You know the costume parties are happening, but you really don’t want to spend the money on a costume? That’s fine. Take an old set of clothing and bury it in the yard (or someplace with a lot of dirt and mud and grime). Mark it so you know where it is! Bury that for 2 weeks, minimum. The longer its under ground, the better it’s going to look when you dig it up. When you dig up your costume, slap some of that dirt on your face, hands and hair. If you can go the day without showering, even better. Get a bottle of fake blood (not the capsules, those are expensive and taste bad, or see below to make your own fake blood) and put it on your mouth, hands. Voila! You have an authentic looking Zombie costume! If smell is a concern, you can tell people you’re really into character, or just use some Febreeze on yourself before you leave the house.

Do you want to get really ambitious with the extra time you have planned ahead for? Pick up some liquid latex, and make yourself a mask or prosthetic pieces. Give yourself some Spock ears! Get creative! It’s more fun to be original then to be a costume out of a bag. Plus, you’ll be the life of the party! People will always ask what you are if they don’t understand.

2. Make it yourself

As I said above with planning ahead, make it yourself. Most bag costumes are going to fall apart after that one use. Even just using sew tape (if you are awful at sewing like I am) lasts so much longer, and that means you have a reusable costume in the future! (You never know when someone decides to have a costume party in May, or if you decide to start cosplaying!) If you aren’t aware of the wonderful thing that is sew tape, go to any fabric store…it looks like tape made of cotton mesh. Stick two pieces of cloth together with it using an iron. Its quick, its easy, and no mess!

Something that is also easy to make is fake blood. I make mine chocolate flavored because I don’t like the taste of pure corn syrup.

1 cup of light corn syrup
Red food dye
Cocoa powder
Water (optional)

mix the red food dye and corn syrup together until you get the color you desire (a deep red is usually about 4-5 drops, if you use a gel food coloring it is much more vibrant but requires less)  add in the Cocoa Powder for color and consistency. If you add in too much cocoa powder and it gets too thick, add in water 1 teaspoon at a time. There you have some cheap and easy blood!

3. Thrift Stores

In general, Thrift Stores have become my best friend. You can get everything there, from simple black t-shirts for 99 cents to the most complex beaded dress you’ve ever seen for a $1.50. During the Halloween season they usually have bag costumes, used for a few dollars (saving you that 49.99 that they want you to spend at the store). I can justify spending a couple of dollars for a one time costume. Just clean it first.

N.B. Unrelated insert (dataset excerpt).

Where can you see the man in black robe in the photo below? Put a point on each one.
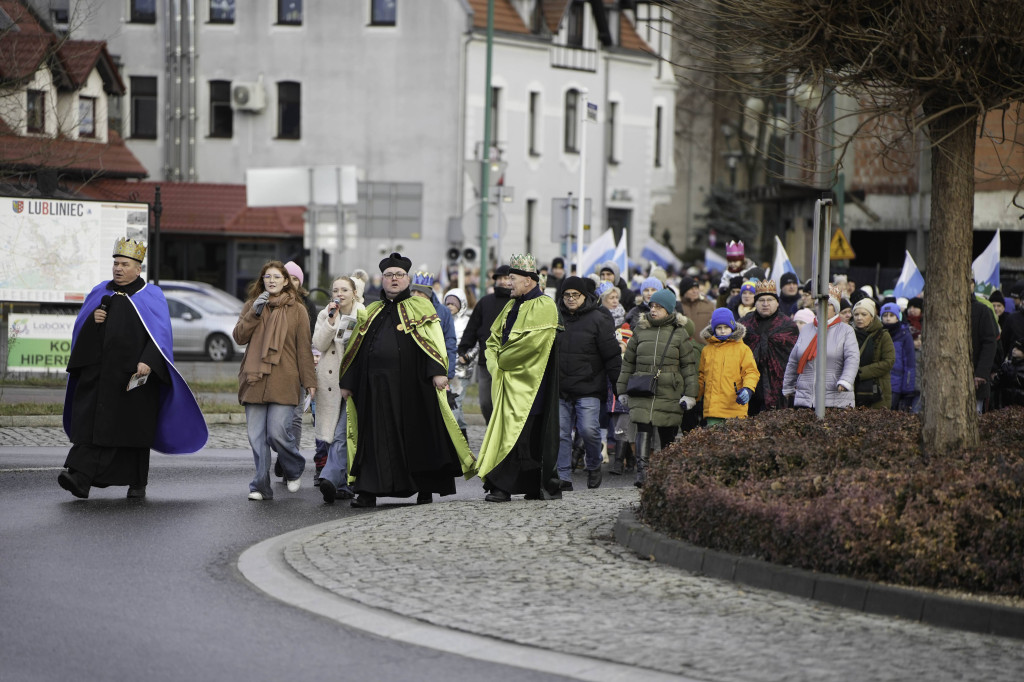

Before you start going to any other store for your costume or costume pieces, check the thrift stores in your area. I know Salvation Army and Goodwill are everywhere, and some are warehouse style. Don’t skim past the racks, because the good stuff is usually hidden. Dig dig dig, and you’ll find what you’re looking for. Sometimes you need to alter it, and that is when you go for the sew tape that I mentioned earlier.

4. Theater Companies

Something I know that a lot of  theater companies do is donate old costumes that they won’t use again. It never hurts to ask, so I recommend asking around. Times are tough right now, people understand that. Even if they don’t have anything available, ask them if they know somewhere local that you can go for cheap costumes. Theater geeks are as thrifty as they come, and we usually have a local place that we prefer.

5. Find someone to help

Don’t think you have what it takes to make your own costumes? That’s okay. Chances are there is someone in your social circle, or even outside of your immediate social circle that can help. We’re sneaky like that, and we’re always around. Also, you’d be surprised what people know about costuming that they just don’t reveal. I pride myself in helping people trying to make their own costumes for the first time, because it is a little nervewracking to do it by yourself the first time. Don’t be afraid to ask around, and to see if your friends have costume pieces they aren’t using. Ask if you can borrow something. Remember, cheap is the goal here. Cheap and fabulous!